Le Festival du film libanais de France : santé mentale et espoir toxique

Entre le 23 et le 26 novembre, se tiendra à Paris la troisième édition du Festival du film libanais, au cinéma Lincoln. L’occasion de découvrir un corpus de films inédits qui font écho à la créativité prolifique et souvent torturée des cinéastes libanais contemporains.

Le Festival du film libanais de France : santé mentale et espoir toxique

L’affiche de la 3e édition du Festival du film libanais de France. Photo DR

Fondatrice et présidente du Festival du film libanais de France, Sarah Hajjar a été responsable du festival du film d’Amnesty International France, tout en œuvrant, au sein d’Ensemble contre la peine de mort (ECPM), pour une approche cinématographique de sensibilisation au sujet des droits de l’homme. « Je suis sur le point de rejoindre Europa Cinémas, réseau de salles de cinéma engagées en faveur du cinéma Européen  dans toute l'Europe. Étant originaire d’une famille d’artistes libanais, j’avais très envie d’encourager le cinéma libanais. En 2019, nous avons créé notre association pour un festival du film libanais, nous étions trois. Aujourd’hui, nous sommes une quinzaine de bénévoles », explique la jeune femme avec enthousiasme. Les éditions précédentes, en 2020 et 2021, ont été couronnées de succès, avec environ 800 spectateurs à chaque fois, ce qui était inespéré avec le contexte de révolte au Liban, l’explosion au port de Beyrouth puis le Covid. 
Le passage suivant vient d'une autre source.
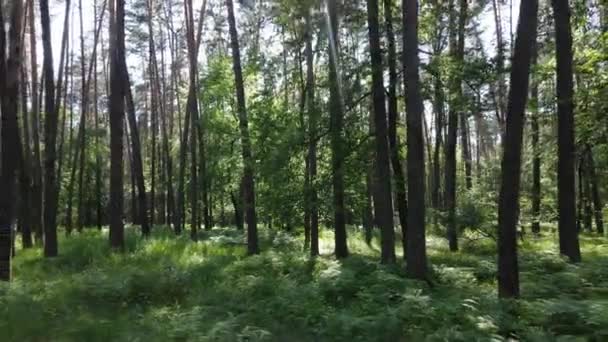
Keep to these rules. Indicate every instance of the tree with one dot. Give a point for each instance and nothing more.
(336, 109)
(117, 113)
(416, 239)
(50, 137)
(248, 161)
(9, 90)
(400, 192)
(457, 53)
(568, 236)
(508, 206)
(536, 194)
(312, 139)
(383, 203)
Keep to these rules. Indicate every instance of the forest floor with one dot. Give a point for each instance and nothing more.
(168, 288)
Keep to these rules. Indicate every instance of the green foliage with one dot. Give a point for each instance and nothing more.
(168, 288)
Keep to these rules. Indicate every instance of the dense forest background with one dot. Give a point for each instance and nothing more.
(353, 169)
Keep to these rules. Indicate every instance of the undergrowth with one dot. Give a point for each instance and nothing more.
(171, 289)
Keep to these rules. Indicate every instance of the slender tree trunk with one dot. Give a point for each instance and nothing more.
(312, 138)
(248, 161)
(536, 194)
(137, 160)
(457, 53)
(568, 237)
(98, 209)
(595, 195)
(50, 137)
(9, 90)
(36, 210)
(416, 240)
(401, 195)
(500, 62)
(336, 108)
(508, 207)
(83, 119)
(384, 203)
(25, 169)
(117, 112)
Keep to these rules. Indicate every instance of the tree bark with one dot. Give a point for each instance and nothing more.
(400, 191)
(9, 90)
(568, 237)
(248, 161)
(416, 240)
(136, 155)
(312, 139)
(455, 88)
(384, 202)
(37, 209)
(508, 206)
(536, 194)
(336, 108)
(595, 195)
(117, 113)
(50, 137)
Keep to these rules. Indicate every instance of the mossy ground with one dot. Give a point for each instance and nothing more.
(171, 289)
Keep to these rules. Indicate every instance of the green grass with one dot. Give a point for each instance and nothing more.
(171, 289)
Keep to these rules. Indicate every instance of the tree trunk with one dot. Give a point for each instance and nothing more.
(312, 139)
(36, 210)
(508, 207)
(568, 237)
(9, 90)
(384, 202)
(83, 119)
(416, 240)
(597, 202)
(117, 112)
(400, 192)
(336, 106)
(50, 137)
(137, 160)
(457, 53)
(536, 194)
(248, 161)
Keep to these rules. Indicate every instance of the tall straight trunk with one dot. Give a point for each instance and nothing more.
(136, 155)
(384, 202)
(416, 240)
(79, 148)
(568, 237)
(98, 209)
(117, 112)
(25, 169)
(508, 206)
(464, 122)
(9, 90)
(248, 161)
(36, 210)
(312, 139)
(500, 65)
(193, 109)
(133, 207)
(438, 102)
(588, 211)
(536, 194)
(336, 108)
(154, 105)
(83, 119)
(457, 53)
(595, 195)
(393, 112)
(580, 171)
(50, 137)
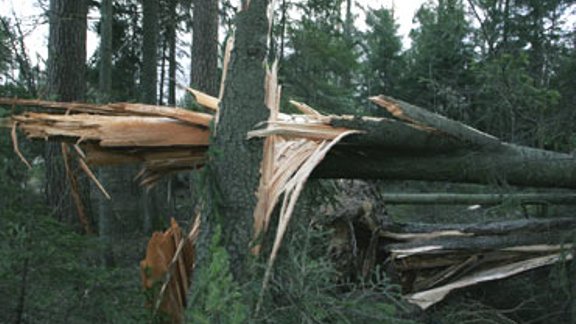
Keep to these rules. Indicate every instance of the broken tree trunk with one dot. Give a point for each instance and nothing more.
(560, 198)
(431, 260)
(426, 146)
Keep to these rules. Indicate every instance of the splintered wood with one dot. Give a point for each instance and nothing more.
(166, 271)
(164, 140)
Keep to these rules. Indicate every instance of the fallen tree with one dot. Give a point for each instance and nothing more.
(417, 145)
(414, 145)
(431, 260)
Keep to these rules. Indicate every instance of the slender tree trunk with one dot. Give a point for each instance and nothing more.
(283, 30)
(66, 82)
(162, 72)
(172, 64)
(237, 172)
(149, 51)
(105, 216)
(21, 306)
(148, 84)
(204, 68)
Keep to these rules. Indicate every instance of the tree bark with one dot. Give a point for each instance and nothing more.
(105, 216)
(172, 64)
(149, 51)
(560, 198)
(237, 170)
(66, 82)
(420, 145)
(204, 76)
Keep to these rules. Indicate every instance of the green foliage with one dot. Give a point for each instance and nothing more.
(437, 72)
(5, 53)
(217, 298)
(50, 273)
(305, 289)
(382, 47)
(322, 60)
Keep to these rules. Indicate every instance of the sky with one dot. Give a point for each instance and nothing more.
(35, 27)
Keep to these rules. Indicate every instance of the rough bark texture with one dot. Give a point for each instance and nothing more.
(172, 64)
(561, 198)
(105, 216)
(204, 76)
(236, 165)
(66, 82)
(420, 145)
(149, 51)
(513, 165)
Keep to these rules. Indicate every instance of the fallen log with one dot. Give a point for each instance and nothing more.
(433, 148)
(559, 198)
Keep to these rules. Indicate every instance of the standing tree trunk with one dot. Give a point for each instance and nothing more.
(66, 82)
(237, 170)
(105, 216)
(148, 88)
(204, 76)
(172, 64)
(149, 51)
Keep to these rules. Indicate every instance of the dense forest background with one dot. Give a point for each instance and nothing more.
(506, 67)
La fondatrice et présidente du Festival du film libanais de France, Sarah Hajjar et les programmateurs Emile Eid et Michel Tabbal. Photos DR

Michel Tabbal est juriste en droits humains et travaille dans la programmation du festival dont Serge Akl est le secrétaire général. « D’un point de vue historique, le cinéma libanais est riche et diversifié, avec des cinéastes très engagés. Il peine à s’imposer à cause de la crise financière et du désengagement des pouvoirs publics. Pourtant, chaque année, on reçoit des films de grande qualité, qui nous font découvrir de nouveaux talents. On tient à ne pas se limiter à des films d’auteur ou trop intellectuels, comme c’est le cas dans la plupart des festivals. On propose aussi des thrillers, des polars, des documentaires, de la science-fiction », annonce le spécialiste, qui animera l’échange avec Bahij Hojeij après la projection de son film, La Ceinture de feu (2014). En effet, chaque édition du festival propose une séance patrimoine, pour présenter un classique du cinéma libanais.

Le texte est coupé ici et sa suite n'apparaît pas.